Papa Francisco Félix Tshisekedi

L'Église catholique est active dans la politique nationale, surtout depuis les années 1990. Ses membres ont demandé des comptes à une classe politique qui a pillé les vastes ressources du pays. En 2016, lorsque le mandat du président de l'époque, Joseph Kabila, a expiré et qu'il a décidé de reporter les élections sine die, la Conférence épiscopale du Congo ne s'est pas pliée à ses intérêts et a dénoncé ses intentions, organisant des manifestations dans diverses régions du pays et soulevant la question au niveau international. Kabila a finalement renoncé à briguer un troisième mandat, ce qui lui aurait permis de rester au pouvoir pour toujours, grâce notamment à l'action de l'Église. 

La Conférence épiscopale du Congo a déployé quelque 40 000 observateurs pour surveiller les scrutins lors des élections de 2018, remportées par le président sortant Félix Tshisekedi. Le candidat de l'Union pour la démocratie et le progrès social (UDPS), fervent opposant au régime de Kabila, a battu son collègue Martin Fayulu dans les urnes, bien que le vote n'ait pas été sans controverse. "Le système politique de la République démocratique du Congo a été paralysé ces dernières années par la manipulation du processus électoral par les élites politiques", indique Freedom House dans son dernier rapport. Les résultats ont toutefois marqué le premier transfert de pouvoir pacifique - et ostensiblement démocratique - du pays depuis son indépendance de la Belgique en 1960.

Papa Francisco RD Congo

Tshisekedi a rejoint le pape lors de la cérémonie d'accueil dans le vaste jardin du Palais de la Nation, qui était rempli de membres éminents de la société civile, de l'establishment ecclésiastique et du corps diplomatique. Les deux hommes se sont rencontrés lorsque Tshisekedi a visité le Saint-Siège au début de 2020, et François a profité de l'occasion pour l'appeler publiquement à "encourager la tenue d'élections libres, transparentes et crédibles". En décembre, les Congolais retourneront aux urnes. Le scénario le plus probable est que le président actuel et Fayulu s'affronteront à nouveau lors d'une élection qui déterminera l'avenir du pays. 

La situation en RDC est critique. L'est du pays a échappé au contrôle de l'État et est pratiquement tombé aux mains de groupes rebelles. La région, qui a été ravagée depuis 1994 par les effets du génocide rwandais sous la forme de millions de réfugiés, y compris les Hutus impliqués dans le massacre des Tutsis, connaît une escalade de la violence en raison de la résurgence du Mouvement du 23 mars, plus connu sous le nom de M23. La milice à majorité tutsie, liée aux intérêts de l'autocrate rwandais Paul Kagame, et une centaine d'autres groupes armés se disputent les ressources des provinces du Nord et du Sud-Kivu, de l'Ituri et du Tanganyika pour financer leur guerre. En chemin, ils pillent les villages, volent le bétail, tuent les civils et violent les femmes. 

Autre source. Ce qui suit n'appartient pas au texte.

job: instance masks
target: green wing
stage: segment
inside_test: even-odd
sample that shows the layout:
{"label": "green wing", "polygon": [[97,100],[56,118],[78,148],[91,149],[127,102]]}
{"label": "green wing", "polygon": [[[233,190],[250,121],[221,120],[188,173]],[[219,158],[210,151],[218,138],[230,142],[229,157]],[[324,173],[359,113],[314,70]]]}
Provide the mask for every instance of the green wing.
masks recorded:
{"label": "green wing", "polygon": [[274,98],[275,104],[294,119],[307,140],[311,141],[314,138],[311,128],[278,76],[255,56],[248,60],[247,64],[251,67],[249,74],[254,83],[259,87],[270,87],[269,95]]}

L'insécurité dans la région a empêché le pape de se rendre dans la ville de Goma, la plus importante du Nord-Kivu. En février 2021, l'ambassadeur italien Luca Attanasio et le carabinier qui l'accompagnait y ont été tués alors que le diplomate conduisait une délégation du Programme alimentaire mondial. À la mi-janvier, un groupe rebelle affilié à Daesh a attaqué une église pentecôtiste dans la ville de Kasindi, non loin de là. Douze personnes ont été tuées.

Papa Francisco RD Congo

"Nous ne pouvons pas nous habituer au bain de sang qui a marqué ce pays pendant des décennies, causant des millions de morts qui restent pour la plupart inconnus ailleurs", a souligné le pape dans son discours. "Ce qui se passe ici doit être connu." Il y a des indications que le gouvernement Tshisekedi a engagé les services du Groupe Wagner, ce que le président a toujours nié afin de ne pas perdre le soutien de l'Occident. On sait que des mercenaires d'Europe de l'Est sont déployés dans le pays, mais la plupart d'entre eux appartiennent aux sociétés militaires privées Potra et Agemira, respectivement d'origine roumaine et bulgare. 

Un colonialisme économique "tout aussi asservissant" 

La République démocratique du Congo pourrait non seulement être le moteur économique de l'Afrique, mais aussi une puissance mondiale en raison de ses vastes réserves minérales, de ses terres fertiles, de sa population et de sa taille. On y trouve de l'or, du cuivre, des diamants, du coltan et deux tiers des réserves mondiales de cobalt. Mais un héritage colonial dévastateur, des guerres et une succession de régimes répressifs et dysfonctionnels ont freiné sa croissance. "Ainsi, ce pays, abondamment pillé, n'est pas en mesure de profiter suffisamment de ses immenses ressources : il en est arrivé au paradoxe que les fruits de sa propre terre en font un 'étranger' pour ses habitants", a déclaré le pape.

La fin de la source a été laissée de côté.